Most production storage systems run at substantially below their full capacity — 70–80 % is a common target, sometimes 50–60 % when failure scenarios require headroom for re-replication. Running at 90 % typically requires:

  • Fast retention enforcement so that growing tenants can be slowed before pushing the cluster over.
  • Per-tenant isolation of the retention decision so that "shrink namespace A first" can be expressed without affecting namespaces B, C, D.
  • Burst-absorbing fairness so that short-term tenant spikes don't trigger emergency action — the fair-share allocator just temporarily contracts everyone's share.
  • Confidence in the operator-controlled architecture — Cloudflare's "confidently" qualifier signals that the team has audited the failure modes and is comfortable the policy holds under burst.

Together these are why max-min-fairness pairs naturally with per-tenant partition isolation: the architectural primitive lets the policy be expressed without operator-in-the-loop intervention.

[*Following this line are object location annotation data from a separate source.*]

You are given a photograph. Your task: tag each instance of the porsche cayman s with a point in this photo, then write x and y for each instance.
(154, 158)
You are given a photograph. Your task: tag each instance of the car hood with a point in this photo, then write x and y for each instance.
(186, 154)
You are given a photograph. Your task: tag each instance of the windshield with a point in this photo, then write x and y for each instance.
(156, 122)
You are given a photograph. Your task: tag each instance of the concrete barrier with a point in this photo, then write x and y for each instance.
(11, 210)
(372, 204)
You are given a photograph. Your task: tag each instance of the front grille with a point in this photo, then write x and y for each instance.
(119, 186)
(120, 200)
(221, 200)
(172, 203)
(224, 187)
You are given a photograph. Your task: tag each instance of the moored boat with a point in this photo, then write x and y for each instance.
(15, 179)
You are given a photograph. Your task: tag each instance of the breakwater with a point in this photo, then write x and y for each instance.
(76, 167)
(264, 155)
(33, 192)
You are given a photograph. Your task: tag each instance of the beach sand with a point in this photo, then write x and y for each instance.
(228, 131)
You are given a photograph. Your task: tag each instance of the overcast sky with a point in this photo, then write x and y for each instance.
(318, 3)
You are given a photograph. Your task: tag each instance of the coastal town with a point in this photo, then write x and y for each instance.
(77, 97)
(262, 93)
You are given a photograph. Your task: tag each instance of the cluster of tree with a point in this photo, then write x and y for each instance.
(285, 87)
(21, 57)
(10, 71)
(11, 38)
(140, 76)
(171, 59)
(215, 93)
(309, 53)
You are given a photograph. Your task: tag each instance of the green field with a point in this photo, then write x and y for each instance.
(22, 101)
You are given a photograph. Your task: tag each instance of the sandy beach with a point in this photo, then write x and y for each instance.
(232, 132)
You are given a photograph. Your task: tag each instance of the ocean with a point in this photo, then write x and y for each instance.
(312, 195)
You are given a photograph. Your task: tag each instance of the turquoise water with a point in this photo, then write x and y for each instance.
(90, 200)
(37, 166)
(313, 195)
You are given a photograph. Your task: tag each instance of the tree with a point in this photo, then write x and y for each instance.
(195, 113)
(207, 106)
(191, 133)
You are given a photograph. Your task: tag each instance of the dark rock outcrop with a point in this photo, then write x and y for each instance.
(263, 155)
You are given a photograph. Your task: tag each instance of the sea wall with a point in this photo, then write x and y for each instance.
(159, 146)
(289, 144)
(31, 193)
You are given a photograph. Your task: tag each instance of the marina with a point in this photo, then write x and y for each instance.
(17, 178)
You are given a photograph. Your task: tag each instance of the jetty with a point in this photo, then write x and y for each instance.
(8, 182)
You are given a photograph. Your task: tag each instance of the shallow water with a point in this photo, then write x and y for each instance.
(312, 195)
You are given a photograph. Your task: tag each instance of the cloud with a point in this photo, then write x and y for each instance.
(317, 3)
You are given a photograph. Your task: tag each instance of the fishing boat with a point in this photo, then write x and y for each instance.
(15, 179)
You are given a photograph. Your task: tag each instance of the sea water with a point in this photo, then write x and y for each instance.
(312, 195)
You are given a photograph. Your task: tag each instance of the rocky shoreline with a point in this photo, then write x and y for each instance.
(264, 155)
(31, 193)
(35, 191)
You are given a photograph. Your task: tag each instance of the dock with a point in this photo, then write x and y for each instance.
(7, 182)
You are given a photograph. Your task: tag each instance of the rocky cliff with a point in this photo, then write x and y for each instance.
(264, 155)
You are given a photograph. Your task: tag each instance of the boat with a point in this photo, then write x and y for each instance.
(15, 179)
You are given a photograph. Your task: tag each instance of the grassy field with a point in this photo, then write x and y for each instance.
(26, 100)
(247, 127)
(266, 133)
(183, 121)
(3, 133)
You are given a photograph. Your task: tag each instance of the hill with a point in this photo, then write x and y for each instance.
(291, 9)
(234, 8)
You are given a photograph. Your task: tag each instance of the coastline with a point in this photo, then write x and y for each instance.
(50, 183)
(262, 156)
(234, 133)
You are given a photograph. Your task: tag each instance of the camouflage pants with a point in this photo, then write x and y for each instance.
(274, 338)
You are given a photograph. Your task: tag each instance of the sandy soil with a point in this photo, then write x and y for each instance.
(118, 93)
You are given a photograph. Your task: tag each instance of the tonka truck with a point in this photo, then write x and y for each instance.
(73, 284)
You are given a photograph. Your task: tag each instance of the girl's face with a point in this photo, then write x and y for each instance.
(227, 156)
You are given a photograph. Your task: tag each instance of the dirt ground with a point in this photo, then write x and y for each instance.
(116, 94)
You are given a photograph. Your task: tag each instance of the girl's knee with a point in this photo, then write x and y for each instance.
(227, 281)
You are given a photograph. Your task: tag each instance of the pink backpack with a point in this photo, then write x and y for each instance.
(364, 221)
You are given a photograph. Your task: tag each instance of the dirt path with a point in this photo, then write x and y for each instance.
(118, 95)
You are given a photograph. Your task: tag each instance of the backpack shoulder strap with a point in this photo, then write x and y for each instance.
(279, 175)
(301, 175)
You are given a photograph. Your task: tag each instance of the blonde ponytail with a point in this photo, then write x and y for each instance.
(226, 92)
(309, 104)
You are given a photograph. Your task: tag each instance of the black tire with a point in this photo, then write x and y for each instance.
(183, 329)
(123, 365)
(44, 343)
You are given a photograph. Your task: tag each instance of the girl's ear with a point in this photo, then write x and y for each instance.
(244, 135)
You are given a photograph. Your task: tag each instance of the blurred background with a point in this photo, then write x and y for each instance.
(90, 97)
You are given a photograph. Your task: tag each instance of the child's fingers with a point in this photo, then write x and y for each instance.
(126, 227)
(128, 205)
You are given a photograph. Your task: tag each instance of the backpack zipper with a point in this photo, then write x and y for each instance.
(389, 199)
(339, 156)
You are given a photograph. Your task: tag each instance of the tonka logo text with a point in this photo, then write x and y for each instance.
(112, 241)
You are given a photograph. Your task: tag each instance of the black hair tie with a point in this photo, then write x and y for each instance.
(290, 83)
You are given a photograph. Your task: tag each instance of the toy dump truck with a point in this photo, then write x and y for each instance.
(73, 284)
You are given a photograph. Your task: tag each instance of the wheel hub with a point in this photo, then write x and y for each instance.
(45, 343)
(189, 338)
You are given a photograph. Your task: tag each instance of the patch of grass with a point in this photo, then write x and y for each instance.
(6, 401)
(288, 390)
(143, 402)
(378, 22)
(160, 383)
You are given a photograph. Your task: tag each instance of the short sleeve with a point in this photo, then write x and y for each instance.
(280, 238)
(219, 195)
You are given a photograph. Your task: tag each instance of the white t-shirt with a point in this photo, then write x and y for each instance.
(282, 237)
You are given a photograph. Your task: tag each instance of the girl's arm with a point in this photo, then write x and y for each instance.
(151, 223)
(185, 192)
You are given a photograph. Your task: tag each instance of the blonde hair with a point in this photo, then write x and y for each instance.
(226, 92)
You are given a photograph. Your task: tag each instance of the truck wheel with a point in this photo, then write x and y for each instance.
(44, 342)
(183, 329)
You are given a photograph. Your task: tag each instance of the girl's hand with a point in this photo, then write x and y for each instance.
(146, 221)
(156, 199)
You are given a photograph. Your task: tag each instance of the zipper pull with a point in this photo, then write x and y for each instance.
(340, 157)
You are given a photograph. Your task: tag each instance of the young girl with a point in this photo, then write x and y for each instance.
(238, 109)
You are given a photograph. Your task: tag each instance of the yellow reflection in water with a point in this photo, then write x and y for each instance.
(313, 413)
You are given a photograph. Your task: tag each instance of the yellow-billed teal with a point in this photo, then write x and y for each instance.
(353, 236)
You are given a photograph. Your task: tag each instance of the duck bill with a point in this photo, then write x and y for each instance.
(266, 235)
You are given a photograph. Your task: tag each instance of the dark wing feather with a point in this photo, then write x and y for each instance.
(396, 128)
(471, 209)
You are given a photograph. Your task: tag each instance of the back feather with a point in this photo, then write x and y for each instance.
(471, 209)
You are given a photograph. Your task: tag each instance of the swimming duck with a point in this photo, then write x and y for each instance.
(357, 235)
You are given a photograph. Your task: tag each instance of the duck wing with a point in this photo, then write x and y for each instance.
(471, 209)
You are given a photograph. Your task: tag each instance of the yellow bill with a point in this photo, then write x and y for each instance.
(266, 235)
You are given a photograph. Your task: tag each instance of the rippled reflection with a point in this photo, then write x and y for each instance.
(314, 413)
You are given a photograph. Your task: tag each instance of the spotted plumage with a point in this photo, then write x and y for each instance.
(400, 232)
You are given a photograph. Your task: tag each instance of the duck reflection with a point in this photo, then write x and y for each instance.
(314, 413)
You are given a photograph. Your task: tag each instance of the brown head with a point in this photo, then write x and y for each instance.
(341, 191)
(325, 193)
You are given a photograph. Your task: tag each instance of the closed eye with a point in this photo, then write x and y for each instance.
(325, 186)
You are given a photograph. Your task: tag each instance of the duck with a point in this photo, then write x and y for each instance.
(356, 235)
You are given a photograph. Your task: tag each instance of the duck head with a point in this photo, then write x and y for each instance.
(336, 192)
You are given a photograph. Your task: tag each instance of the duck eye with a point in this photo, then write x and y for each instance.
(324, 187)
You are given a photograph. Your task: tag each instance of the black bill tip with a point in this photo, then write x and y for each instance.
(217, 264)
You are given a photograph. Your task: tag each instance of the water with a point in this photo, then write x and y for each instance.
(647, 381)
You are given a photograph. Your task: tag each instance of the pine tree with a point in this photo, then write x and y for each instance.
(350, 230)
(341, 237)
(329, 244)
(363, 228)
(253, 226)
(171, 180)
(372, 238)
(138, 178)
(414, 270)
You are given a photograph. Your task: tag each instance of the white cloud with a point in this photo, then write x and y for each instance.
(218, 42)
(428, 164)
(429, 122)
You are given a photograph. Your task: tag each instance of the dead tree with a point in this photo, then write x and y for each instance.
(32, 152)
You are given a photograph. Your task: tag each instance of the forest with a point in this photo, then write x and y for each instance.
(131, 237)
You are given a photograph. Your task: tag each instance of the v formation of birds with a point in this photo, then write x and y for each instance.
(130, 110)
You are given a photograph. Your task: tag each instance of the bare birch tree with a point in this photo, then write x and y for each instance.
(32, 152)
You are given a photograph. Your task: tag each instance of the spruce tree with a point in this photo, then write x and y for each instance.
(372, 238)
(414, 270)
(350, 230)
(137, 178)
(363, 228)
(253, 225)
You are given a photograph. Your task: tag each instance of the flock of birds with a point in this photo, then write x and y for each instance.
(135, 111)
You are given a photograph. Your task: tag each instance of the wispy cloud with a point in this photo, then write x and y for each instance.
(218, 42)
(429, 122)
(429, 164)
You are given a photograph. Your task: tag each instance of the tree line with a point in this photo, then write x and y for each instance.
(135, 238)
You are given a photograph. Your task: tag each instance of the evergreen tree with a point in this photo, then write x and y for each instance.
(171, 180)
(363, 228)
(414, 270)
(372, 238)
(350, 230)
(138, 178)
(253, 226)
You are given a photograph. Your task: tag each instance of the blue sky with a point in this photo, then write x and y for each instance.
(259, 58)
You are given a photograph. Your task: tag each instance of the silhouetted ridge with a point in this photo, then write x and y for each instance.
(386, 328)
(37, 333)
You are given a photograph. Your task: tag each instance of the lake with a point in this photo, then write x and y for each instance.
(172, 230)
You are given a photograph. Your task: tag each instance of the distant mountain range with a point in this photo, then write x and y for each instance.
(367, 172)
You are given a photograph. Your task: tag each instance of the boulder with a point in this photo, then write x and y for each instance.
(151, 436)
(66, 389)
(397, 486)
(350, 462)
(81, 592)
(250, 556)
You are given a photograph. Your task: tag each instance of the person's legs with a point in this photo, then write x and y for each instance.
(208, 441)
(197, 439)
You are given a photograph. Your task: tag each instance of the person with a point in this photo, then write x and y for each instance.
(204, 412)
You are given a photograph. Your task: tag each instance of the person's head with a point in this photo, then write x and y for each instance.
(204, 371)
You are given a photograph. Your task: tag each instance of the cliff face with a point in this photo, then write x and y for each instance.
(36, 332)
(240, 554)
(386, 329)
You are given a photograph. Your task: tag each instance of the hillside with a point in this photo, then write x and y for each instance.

Adjacent at other altitudes

  • Network bandwidth scheduling — the original setting for max-min-fairness; canonical example is per-flow fair queuing in routers (Stochastic Fair Queueing, Deficit Round Robin).
  • CPU scheduling — the Linux Completely Fair Scheduler (CFS) approximates max-min-fairness over CPU time across processes.
  • Kubernetes resource quotasLimitRange + ResourceQuota provide a fair-share-adjacent primitive per namespace, although enforcement is hard-cap rather than redistributive.
  • Cloud-provider per-account quotas with auto-increase — AWS / GCP / Azure soft-quotas approximate max-min- fairness across customers when the underlying capacity is shared, with manual operator intervention as the redistributive lever.

Failure modes

  • Demand prediction error — max-min-fair allocation is computed against predicted per-tenant demand. If a tenant's actual demand grows faster than the prediction (e.g., a feature launch), the fair-share contract gets violated until the next iteration.
  • Slow retention — if retention enforcement is slower than tenant write rate, the cluster fills up regardless of the fair-share computation. Cloudflare's design has fast partition-drop retention precisely to keep this loop tight.
  • Tenant gaming — at high target utilisation, a tenant that knows the algorithm could theoretically "grow into unused fair-share" — but in single-organisation deployments (Cloudflare's Ready-Analytics is internal, not external SaaS) gaming is not the threat model.

Seen in

  • sources/2026-05-14-cloudflare-clickhouse-query-plan-contention — canonical wiki instance of max-min-fairness applied to ClickHouse cluster storage in Cloudflare's Ready-Analytics multi-tenant analytics platform. Names 90 % target utilisation, ceding-unused-capacity-to-needy-namespaces as the load-bearing mechanism, and the per-tenant partition isolation as the architectural prerequisite. "Allowed us to confidently run our clusters at 90% utilization."